Authority—that’s what they understood best.
*
I was driving an unmarked car one night and met a gray Volkswagen with a male driver. His vehicle had no headlights, so I turned around to stop him and he took off. I chased him in my patrol car to an apartment complex where he stopped and got out and ran.
As I jumped out of the car, I undid my seat belt, not realizing I had accidentally unsnapped my holster at the same time. I started running after the guy, but fell, and my gun slipped out onto the ground. Even then I still didn’t realize what had happened.
This guy was big—six feet six, 240 pounds. As he ran into one of the apartments I tackled him. We both went through the screen door, then a wooden door, just busted them all to pieces. He started cussing me and telling me I wasn’t gonna take him to jail. So it became a knock-down drag-out fight. At one point I threw him into a wall. About that time, a woman tapped me on the shoulder and said, “What the hell are you doin’ in my house?”

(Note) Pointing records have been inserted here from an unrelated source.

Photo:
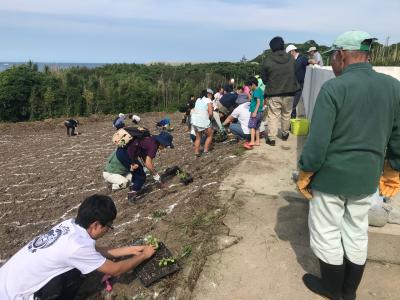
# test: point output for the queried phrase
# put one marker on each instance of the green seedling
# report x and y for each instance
(186, 251)
(159, 214)
(182, 174)
(151, 240)
(166, 261)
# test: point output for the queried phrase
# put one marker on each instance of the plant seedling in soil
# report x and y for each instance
(184, 177)
(158, 214)
(186, 251)
(182, 174)
(166, 261)
(151, 240)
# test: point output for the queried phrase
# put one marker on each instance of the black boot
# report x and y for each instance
(331, 283)
(352, 279)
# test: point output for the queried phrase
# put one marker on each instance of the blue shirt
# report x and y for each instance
(257, 94)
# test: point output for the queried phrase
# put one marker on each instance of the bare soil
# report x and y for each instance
(44, 175)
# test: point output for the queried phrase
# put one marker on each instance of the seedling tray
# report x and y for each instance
(150, 272)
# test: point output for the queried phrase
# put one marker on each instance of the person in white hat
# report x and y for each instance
(314, 54)
(346, 158)
(300, 70)
(135, 119)
(119, 122)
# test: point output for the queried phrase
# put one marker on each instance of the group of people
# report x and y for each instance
(275, 94)
(353, 149)
(126, 165)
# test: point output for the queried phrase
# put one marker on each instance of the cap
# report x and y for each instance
(352, 40)
(290, 48)
(311, 49)
(165, 139)
(136, 118)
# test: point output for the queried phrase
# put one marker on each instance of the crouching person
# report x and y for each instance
(71, 126)
(51, 266)
(142, 153)
(118, 169)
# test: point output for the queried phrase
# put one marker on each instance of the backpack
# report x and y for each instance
(125, 135)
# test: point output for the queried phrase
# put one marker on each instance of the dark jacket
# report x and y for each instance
(356, 121)
(301, 66)
(278, 74)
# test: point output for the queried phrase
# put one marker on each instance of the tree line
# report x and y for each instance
(29, 94)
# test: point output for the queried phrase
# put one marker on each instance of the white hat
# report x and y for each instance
(290, 48)
(312, 49)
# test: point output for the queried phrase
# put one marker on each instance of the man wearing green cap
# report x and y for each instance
(353, 147)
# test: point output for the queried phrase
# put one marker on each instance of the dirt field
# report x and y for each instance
(44, 175)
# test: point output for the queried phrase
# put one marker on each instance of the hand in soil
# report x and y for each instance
(151, 241)
(149, 251)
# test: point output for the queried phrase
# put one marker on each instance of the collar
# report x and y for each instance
(357, 66)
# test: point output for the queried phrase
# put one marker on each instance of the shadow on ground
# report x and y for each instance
(291, 225)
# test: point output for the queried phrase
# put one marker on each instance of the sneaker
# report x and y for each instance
(247, 146)
(269, 141)
(132, 195)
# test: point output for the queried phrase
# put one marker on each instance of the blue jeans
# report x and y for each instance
(237, 130)
(296, 100)
(138, 178)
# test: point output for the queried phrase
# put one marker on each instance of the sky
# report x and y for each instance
(143, 31)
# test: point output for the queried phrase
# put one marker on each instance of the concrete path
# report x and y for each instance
(270, 217)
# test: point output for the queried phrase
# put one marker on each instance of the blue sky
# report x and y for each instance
(140, 31)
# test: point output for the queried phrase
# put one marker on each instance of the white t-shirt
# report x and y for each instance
(199, 116)
(242, 113)
(65, 247)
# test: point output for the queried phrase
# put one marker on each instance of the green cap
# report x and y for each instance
(352, 40)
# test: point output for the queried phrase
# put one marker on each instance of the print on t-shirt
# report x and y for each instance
(47, 239)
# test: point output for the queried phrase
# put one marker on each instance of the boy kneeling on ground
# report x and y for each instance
(51, 265)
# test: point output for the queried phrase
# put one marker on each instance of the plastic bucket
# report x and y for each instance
(299, 126)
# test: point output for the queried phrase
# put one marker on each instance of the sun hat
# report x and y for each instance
(165, 139)
(290, 48)
(312, 49)
(352, 40)
(277, 44)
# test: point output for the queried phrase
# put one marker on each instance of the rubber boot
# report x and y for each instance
(331, 283)
(352, 279)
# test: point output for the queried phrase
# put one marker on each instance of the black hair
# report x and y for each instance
(228, 87)
(277, 44)
(97, 207)
(254, 81)
(203, 93)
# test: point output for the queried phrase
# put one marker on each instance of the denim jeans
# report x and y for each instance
(138, 178)
(237, 130)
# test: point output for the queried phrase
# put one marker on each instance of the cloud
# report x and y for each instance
(303, 16)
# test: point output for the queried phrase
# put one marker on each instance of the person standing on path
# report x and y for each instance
(301, 65)
(354, 135)
(71, 125)
(278, 74)
(315, 56)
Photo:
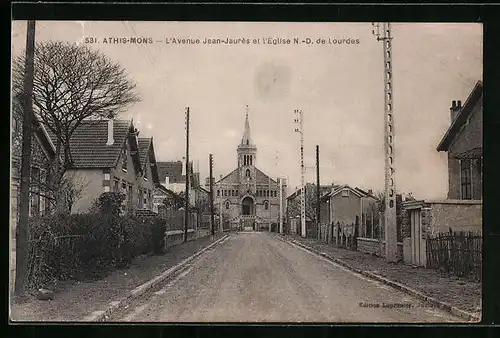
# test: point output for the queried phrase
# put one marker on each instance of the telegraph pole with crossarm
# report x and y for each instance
(390, 187)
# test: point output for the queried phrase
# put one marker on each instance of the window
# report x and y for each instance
(124, 159)
(465, 180)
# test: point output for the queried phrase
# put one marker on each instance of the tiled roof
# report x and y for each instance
(172, 169)
(88, 143)
(467, 109)
(143, 145)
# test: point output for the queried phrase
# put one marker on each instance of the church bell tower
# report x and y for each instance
(247, 154)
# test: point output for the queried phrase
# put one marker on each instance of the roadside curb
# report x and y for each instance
(442, 305)
(101, 316)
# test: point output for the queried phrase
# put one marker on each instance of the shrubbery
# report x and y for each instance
(89, 246)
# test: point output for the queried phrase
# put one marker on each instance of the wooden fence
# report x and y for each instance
(457, 252)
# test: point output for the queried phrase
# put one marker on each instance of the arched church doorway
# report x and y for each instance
(247, 206)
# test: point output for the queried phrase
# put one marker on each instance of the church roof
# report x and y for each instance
(261, 177)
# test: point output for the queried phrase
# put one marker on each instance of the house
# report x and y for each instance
(165, 200)
(109, 156)
(349, 213)
(463, 143)
(173, 177)
(294, 211)
(42, 155)
(462, 210)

I said, “Get on the phone and call for some help!” And she says, “That’s my man. You leave him alone!” Then she proceeds to tackle me. Her boyfriend, The Hulk, rises up to get me too, so I reach for my gun. But it’s not there. I had my flashlight and my blackjack and I used them on both him and her. I had to literally knock the woman out to get her to leave me alone. I got the man handcuffed and arrested and was trying to get him out the door when he starts going crazy again. He was grabbing hold of the carpet and everything else he could get his hands on to keep me from moving him. Then I looked up and there stood my sergeant in the doorway.